Le spécialiste en gérontologie, maintenant professeur en évaluation des politiques de santé à l’Université de Montréal, a expliqué cette «hécatombe» par un «âgisme systémique» dans la société, et le fait que les soins aux personnes âgées sont «le parent pauvre» du système de santé, malgré une population toujours plus vieillissante. 

Même avant la pandémie, «il y a eu du délestage vers d’autres priorités», créant «un ratio insuffisant d’infirmières» et «un exode des médecins», d’après lui. Résultat: les CHSLD n’étaient pas capables de prodiguer des soins aigus, alors les patients en détresse se faisaient transférer à l’hôpital, un déménagement souvent «extrêmement difficile» pour ceux atteints de troubles cognitifs.

Il a aussi cité les «chambres à lits multiples», les «salles de bain partagées», la «ventilation inadéquate» et la «mauvaise climatisation» comme facteurs de mortalité durant la pandémie.

Mais L’abandon des personnes âgées est ce qui l’a le plus scandalisé. «On a entendu toutes sortes de choses, on a entendu des gens proposer que les personnes âgées s’autoconfinent, comme c’était elles qui étaient à risque, alors pourquoi le reste de la population devrait-elle souffrir? On n’a pas vu de mouvement « Old Age Matters », on n’a pas vu de limogeage de directeurs d’établissements.»

Selon lui, cette apathie était aussi présente chez les décideurs, alors que «le comité de crise du ministre n’avait même pas de représentant du secteur des personnes âgées» et que toutes les ressources ont été détournées vers les hôpitaux, notamment les masques et les tests de dépistage.

«Monstres» administratifs

Pour éviter une nouvelle tragédie, il faut «revoir la gouvernance de ces gros monstres que sont devenus les CISSS et les CIUSSS», a déclaré le Dr Hébert.

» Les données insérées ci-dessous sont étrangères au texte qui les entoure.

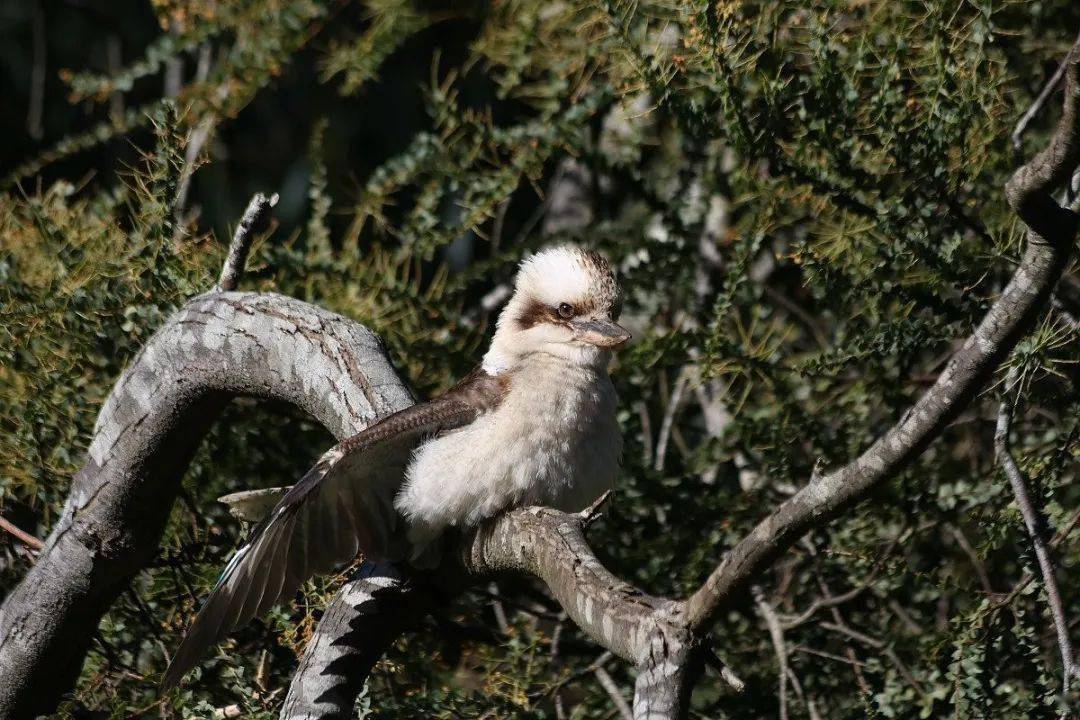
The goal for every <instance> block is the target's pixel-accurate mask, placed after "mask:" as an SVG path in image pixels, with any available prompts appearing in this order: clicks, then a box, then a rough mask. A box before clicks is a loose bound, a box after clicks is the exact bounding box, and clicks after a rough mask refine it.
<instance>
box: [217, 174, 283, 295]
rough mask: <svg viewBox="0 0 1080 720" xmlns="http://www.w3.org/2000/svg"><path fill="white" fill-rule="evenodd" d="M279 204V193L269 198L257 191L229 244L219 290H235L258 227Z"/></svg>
mask: <svg viewBox="0 0 1080 720" xmlns="http://www.w3.org/2000/svg"><path fill="white" fill-rule="evenodd" d="M276 204H278V193H276V192H275V193H274V194H272V195H271V196H270V198H267V196H266V195H264V194H262V193H261V192H256V193H255V195H254V196H253V198H252V201H251V202H249V203H247V209H246V210H244V216H243V217H242V218H240V225H238V226H237V231H235V232H234V233H233V235H232V243H231V244H230V245H229V256H228V257H227V258H226V259H225V266H224V267H222V268H221V276H220V277H219V279H218V281H217V289H218V290H225V291H228V290H234V289H237V285H238V284H239V283H240V279H241V277H242V276H243V274H244V263H245V262H246V261H247V253H248V250H251V249H252V241H253V240H254V239H255V231H256V229H257V228H258V227H259V226H260V225H261V223H262V220H264V219H265V218H266V216H267V214H268V213H269V212H270V208H271V207H273V206H274V205H276Z"/></svg>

Il blâme les réformes libérales de la santé de 2003 et de 2015 qui, en centralisant la gestion des établissements, «nous amènent dans un cul-de-sac». «Avant qu’une situation problématique franchisse les six niveaux hiérarchiques et redescende, ça peut prendre plusieurs jours, voire plusieurs semaines.»

Le contexte de l’enquête

L’enquête de la coroner se penche sur les morts de personnes âgées ou vulnérables survenus dans des milieux d’hébergement au cours de la pandémie de COVID-19, qui comptent pour la moitié des victimes de la première vague. 

Pendant cette période, du 25 février au 11 juillet 2020, les Québécois de 70 ans et plus ont compté pour 92 % des décès dus à la COVID-19, d’après des données de l’Institut national de santé publique du Québec.

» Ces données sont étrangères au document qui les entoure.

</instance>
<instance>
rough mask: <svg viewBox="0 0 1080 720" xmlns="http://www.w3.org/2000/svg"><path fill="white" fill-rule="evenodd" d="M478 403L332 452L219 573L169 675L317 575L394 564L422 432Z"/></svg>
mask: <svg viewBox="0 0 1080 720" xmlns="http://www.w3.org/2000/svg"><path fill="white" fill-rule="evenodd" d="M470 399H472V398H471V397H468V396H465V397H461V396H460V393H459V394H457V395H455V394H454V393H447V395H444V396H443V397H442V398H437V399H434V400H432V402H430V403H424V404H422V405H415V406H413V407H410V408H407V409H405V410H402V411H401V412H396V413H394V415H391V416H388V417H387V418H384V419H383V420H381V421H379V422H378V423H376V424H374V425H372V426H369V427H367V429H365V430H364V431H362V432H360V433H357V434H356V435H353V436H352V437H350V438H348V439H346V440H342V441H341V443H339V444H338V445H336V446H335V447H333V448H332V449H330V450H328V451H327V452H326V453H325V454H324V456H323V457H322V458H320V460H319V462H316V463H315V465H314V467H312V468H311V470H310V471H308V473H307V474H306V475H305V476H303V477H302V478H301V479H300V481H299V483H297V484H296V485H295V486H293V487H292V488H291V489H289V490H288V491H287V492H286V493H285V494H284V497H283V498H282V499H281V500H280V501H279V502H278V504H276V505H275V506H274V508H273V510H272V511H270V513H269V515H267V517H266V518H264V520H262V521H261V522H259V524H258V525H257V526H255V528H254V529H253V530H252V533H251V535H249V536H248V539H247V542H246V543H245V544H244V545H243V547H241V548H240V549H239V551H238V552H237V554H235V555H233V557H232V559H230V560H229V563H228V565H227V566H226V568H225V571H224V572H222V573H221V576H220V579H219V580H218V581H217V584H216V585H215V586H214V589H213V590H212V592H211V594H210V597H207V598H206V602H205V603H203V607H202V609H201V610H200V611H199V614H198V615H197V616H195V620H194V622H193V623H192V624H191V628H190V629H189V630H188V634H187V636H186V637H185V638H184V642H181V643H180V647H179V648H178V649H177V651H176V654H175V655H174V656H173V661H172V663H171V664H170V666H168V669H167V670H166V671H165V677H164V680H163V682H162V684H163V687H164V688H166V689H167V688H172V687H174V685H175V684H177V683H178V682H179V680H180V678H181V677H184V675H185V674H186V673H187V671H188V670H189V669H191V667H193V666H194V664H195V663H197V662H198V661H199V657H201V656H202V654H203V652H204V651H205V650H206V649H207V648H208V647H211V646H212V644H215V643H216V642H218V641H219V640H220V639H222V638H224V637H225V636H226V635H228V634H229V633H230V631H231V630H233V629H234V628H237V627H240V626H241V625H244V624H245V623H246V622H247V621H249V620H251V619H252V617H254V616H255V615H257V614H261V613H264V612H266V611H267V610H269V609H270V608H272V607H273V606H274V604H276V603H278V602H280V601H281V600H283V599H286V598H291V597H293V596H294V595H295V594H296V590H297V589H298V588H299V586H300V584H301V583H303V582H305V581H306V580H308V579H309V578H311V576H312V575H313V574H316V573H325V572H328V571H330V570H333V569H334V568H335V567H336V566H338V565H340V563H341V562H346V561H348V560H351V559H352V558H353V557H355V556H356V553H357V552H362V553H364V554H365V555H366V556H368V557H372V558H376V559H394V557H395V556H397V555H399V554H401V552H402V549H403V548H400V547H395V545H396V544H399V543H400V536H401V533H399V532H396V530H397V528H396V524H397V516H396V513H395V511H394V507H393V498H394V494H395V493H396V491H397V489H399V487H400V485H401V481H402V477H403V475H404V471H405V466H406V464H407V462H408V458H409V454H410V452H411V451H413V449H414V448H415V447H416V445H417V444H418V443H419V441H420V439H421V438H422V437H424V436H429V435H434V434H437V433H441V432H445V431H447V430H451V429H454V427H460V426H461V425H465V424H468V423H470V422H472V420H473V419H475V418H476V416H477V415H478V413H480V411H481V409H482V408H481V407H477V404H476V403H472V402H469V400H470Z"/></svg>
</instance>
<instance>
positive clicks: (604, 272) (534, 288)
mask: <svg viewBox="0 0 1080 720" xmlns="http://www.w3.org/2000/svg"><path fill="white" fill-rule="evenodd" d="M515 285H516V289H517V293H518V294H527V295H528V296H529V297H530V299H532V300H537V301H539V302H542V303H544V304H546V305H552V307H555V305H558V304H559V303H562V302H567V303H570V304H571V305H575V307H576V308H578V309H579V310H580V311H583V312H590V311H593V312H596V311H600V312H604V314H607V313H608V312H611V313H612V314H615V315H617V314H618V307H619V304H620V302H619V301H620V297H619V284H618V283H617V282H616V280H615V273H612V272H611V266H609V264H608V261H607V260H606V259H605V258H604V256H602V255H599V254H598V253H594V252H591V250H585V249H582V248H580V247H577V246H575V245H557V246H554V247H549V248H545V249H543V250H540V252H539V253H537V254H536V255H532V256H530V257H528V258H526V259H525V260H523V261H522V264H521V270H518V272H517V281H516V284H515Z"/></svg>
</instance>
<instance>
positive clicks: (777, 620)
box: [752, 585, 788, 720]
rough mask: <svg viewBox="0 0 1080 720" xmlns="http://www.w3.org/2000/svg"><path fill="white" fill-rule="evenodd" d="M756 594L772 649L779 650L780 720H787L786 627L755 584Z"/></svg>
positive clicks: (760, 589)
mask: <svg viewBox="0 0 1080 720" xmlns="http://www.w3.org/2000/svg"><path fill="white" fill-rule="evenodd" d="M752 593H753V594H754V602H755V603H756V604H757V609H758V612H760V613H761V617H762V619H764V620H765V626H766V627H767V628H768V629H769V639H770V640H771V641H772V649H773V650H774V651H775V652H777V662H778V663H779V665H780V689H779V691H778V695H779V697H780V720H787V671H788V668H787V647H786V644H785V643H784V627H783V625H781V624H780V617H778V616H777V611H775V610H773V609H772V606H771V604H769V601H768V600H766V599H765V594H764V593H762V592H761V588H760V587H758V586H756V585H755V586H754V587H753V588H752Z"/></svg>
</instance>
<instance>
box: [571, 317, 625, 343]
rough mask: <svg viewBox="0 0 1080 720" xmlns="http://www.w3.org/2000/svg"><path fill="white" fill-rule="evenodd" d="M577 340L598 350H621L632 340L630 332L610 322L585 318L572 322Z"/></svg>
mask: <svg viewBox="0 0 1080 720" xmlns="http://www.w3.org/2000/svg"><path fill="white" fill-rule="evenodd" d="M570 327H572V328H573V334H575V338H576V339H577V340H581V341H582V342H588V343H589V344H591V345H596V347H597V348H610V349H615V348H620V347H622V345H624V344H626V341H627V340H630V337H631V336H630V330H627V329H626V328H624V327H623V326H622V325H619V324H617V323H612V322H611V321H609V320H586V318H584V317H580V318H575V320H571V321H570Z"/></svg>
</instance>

Son objectif n’est pas de désigner un coupable, mais bien de formuler des recommandations pour éviter de futures tragédies.

Six CHSLD et une résidence pour personnes âgées ont été désignés comme échantillon. Un décès a été examiné pour chaque établissement. Depuis lundi, la coroner se penche sur la gestion provinciale de la crise.